Говорят, в деревне рядышком есть храм.
Там зажгу лампадку за своих друзей,
и молиться стану Богу за детей,
чтоб жилось им легче, без войны и бед,
чтоб заботой близких каждый был согрет».
Дед рассказ закончил. Боль сжимала грудь.
«Хочется тем детям мне в глаза взглянуть!»

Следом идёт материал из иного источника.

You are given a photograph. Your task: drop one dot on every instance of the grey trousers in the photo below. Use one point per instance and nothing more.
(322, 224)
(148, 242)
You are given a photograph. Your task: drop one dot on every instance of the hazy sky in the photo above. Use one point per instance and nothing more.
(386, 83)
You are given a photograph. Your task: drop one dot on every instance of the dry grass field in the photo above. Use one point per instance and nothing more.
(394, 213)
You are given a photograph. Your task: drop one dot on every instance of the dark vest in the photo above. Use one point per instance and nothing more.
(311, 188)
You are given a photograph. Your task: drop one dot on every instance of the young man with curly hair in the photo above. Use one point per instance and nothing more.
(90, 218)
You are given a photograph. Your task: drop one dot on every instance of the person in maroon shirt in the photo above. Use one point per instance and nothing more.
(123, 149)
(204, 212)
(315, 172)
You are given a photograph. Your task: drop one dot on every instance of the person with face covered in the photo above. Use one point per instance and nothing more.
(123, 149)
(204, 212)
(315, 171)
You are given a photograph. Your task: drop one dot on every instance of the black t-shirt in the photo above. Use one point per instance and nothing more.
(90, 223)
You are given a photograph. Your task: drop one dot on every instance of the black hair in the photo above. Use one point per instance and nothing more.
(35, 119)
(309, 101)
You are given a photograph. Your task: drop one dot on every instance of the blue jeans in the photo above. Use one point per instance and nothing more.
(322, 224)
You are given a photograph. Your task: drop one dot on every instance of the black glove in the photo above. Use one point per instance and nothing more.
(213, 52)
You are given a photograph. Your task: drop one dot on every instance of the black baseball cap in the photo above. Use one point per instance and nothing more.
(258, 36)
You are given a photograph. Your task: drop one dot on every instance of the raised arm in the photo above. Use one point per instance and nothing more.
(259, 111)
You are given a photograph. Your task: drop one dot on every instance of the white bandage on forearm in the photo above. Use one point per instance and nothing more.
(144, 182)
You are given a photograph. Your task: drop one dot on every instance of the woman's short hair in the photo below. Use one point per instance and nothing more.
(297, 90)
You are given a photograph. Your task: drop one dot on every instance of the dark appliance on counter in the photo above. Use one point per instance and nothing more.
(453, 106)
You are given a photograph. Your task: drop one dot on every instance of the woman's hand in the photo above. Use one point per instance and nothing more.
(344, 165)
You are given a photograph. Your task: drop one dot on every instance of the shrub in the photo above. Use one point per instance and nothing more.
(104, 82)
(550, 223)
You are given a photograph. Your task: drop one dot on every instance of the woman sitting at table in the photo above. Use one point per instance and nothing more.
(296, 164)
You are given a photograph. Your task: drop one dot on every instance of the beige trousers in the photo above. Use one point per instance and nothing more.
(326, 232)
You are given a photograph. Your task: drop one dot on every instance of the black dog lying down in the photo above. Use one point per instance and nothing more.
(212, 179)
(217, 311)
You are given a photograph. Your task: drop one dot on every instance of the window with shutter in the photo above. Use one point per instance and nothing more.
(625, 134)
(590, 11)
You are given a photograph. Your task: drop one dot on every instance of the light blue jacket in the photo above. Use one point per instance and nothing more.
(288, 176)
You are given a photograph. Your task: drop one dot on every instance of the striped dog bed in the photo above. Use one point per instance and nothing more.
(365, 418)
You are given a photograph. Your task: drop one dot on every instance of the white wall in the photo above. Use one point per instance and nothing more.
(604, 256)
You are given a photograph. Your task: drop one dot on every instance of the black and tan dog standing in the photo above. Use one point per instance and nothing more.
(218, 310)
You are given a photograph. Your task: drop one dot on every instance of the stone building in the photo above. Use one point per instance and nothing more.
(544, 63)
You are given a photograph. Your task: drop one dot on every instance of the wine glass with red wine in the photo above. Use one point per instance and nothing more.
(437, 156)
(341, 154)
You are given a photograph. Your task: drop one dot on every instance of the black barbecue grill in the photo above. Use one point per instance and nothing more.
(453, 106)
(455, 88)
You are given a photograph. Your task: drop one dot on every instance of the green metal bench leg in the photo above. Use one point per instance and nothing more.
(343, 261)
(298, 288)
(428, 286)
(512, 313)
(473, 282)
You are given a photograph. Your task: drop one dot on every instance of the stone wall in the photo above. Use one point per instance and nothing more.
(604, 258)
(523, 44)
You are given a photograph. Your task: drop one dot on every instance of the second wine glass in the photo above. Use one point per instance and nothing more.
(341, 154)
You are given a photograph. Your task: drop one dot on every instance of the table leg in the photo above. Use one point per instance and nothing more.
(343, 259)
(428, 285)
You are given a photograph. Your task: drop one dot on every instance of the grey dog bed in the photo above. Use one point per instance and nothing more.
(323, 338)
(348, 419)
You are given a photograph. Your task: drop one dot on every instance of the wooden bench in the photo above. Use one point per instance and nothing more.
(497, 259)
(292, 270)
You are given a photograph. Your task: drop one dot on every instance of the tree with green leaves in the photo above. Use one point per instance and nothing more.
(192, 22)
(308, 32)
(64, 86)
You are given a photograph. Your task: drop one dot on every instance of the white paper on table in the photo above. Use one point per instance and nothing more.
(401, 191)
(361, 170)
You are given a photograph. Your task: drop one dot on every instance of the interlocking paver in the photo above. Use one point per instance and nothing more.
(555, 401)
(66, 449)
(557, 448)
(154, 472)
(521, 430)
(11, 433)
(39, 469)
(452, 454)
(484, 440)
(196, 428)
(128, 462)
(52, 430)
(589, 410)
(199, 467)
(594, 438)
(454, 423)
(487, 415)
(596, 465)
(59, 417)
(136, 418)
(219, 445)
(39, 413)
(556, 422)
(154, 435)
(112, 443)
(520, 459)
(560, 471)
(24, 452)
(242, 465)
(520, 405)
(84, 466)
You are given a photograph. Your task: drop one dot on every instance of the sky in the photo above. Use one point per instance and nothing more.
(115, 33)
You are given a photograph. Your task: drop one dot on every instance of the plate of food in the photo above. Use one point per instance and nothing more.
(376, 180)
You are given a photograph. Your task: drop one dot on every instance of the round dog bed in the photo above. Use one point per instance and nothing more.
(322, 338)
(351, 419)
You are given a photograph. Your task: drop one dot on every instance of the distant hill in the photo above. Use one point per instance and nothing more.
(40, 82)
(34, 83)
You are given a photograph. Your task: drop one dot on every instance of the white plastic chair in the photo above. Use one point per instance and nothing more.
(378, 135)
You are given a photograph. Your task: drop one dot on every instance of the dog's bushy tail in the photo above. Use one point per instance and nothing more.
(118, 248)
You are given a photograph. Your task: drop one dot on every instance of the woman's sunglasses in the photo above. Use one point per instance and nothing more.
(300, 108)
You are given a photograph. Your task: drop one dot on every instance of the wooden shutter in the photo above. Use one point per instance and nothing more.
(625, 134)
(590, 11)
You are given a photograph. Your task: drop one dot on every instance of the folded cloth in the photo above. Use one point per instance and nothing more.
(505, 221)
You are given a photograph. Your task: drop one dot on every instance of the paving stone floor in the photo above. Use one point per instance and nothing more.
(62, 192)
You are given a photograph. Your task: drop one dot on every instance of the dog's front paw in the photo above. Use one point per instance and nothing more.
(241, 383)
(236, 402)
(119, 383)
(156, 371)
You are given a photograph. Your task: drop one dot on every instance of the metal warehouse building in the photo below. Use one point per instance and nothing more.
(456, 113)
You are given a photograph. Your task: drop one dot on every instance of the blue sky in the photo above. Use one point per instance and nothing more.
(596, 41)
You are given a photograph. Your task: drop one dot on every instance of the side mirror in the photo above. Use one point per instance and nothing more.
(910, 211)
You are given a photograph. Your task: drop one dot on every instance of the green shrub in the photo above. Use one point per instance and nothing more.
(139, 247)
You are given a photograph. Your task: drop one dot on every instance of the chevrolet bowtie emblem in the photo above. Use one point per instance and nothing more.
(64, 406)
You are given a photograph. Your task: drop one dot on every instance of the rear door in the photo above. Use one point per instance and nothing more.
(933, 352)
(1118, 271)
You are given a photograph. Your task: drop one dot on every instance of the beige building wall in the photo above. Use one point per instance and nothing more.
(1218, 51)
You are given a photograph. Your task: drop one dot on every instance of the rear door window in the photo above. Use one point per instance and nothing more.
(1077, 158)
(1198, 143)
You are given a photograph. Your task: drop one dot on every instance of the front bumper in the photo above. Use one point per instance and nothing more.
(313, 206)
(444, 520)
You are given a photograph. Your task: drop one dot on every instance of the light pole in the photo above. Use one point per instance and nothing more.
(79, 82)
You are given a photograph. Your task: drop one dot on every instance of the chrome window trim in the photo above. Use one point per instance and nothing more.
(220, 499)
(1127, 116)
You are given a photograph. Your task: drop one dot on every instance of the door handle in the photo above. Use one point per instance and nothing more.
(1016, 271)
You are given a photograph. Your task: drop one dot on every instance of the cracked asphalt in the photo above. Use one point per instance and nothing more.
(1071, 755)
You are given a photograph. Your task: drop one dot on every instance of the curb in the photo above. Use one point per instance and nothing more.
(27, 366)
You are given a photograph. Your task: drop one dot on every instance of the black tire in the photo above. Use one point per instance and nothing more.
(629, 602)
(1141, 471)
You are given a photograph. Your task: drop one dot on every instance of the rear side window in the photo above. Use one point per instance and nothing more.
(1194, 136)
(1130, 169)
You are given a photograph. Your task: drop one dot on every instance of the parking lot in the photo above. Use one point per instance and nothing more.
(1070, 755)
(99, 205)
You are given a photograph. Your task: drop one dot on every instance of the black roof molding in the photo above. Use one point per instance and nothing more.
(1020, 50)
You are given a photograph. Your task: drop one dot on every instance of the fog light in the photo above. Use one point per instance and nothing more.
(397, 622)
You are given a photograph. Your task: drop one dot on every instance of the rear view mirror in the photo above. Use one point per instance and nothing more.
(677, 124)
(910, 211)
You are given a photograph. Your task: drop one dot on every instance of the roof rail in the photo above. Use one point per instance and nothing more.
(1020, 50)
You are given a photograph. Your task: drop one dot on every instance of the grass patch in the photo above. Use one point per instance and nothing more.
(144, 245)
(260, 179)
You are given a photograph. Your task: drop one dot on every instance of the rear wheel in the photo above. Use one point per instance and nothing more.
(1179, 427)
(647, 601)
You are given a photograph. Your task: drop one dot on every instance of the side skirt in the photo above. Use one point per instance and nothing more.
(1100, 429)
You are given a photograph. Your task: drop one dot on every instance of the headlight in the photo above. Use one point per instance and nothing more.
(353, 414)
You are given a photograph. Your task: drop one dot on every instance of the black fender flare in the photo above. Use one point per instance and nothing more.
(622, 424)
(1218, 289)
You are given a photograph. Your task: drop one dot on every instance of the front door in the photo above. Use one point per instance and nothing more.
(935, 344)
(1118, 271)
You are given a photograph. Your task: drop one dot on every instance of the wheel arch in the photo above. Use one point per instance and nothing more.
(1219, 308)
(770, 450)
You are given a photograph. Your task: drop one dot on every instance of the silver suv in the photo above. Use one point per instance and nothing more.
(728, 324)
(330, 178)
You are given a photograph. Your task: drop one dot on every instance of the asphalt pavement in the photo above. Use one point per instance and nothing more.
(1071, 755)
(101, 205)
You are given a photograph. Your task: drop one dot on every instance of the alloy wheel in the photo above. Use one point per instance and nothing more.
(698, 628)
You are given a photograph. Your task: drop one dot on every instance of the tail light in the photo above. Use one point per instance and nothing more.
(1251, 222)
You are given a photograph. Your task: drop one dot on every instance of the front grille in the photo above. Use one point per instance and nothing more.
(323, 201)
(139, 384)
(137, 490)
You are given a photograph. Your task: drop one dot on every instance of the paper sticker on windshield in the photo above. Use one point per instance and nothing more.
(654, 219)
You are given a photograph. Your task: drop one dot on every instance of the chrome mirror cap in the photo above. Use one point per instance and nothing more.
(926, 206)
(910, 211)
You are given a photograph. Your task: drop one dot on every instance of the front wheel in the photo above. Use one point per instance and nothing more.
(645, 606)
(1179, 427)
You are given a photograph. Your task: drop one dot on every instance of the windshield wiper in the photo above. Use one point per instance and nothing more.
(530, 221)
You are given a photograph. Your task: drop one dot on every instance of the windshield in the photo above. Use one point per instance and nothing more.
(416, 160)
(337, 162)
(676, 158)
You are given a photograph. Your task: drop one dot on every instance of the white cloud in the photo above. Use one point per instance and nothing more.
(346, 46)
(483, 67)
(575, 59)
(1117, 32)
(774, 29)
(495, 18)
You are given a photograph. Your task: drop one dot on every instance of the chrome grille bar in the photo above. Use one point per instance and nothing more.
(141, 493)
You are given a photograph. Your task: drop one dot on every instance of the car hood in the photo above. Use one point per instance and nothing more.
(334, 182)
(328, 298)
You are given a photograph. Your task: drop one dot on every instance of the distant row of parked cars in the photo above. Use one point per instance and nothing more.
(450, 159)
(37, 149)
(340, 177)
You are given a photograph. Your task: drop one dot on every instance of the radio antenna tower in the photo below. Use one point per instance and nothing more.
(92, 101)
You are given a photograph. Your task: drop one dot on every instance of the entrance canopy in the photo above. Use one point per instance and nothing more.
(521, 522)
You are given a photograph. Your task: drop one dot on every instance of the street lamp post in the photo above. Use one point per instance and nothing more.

«Не суди их, парень», - мне промолвил он
и ушёл неспешно, в думы погружён.
3
Шло неслышно время и вилось, как нить.
Старика слепого я не смог забыть.
И однажды утром, лишь блеснул рассвет,
дальнею дорогой я пошёл вослед.
Вот и та деревня. Церковь на краю.
А у кромки леса ясени в строю
над могилой Братской на посту стоят,
чтобы не забыли храбрости ребят.
Тридцать шесть мальчишек здесь в сорок втором
высоту держали под сплошным огнём!
И когда их немец танком стал давить,
ни один не дрогнул! Им бы жить да жить,
но приказ вручили: «Удержать рубеж!»
И простились с жизнью тридцать пять надежд.
Посмотрел правее… Свежий бугорок.
Крестик деревянный, из цветов венок.
Траурные ленты золотом горят,
«От освобождённых!» - надписи гласят.
Не забыли люди славный подвиг твой!
Поклонился в пояс, и пошёл домой.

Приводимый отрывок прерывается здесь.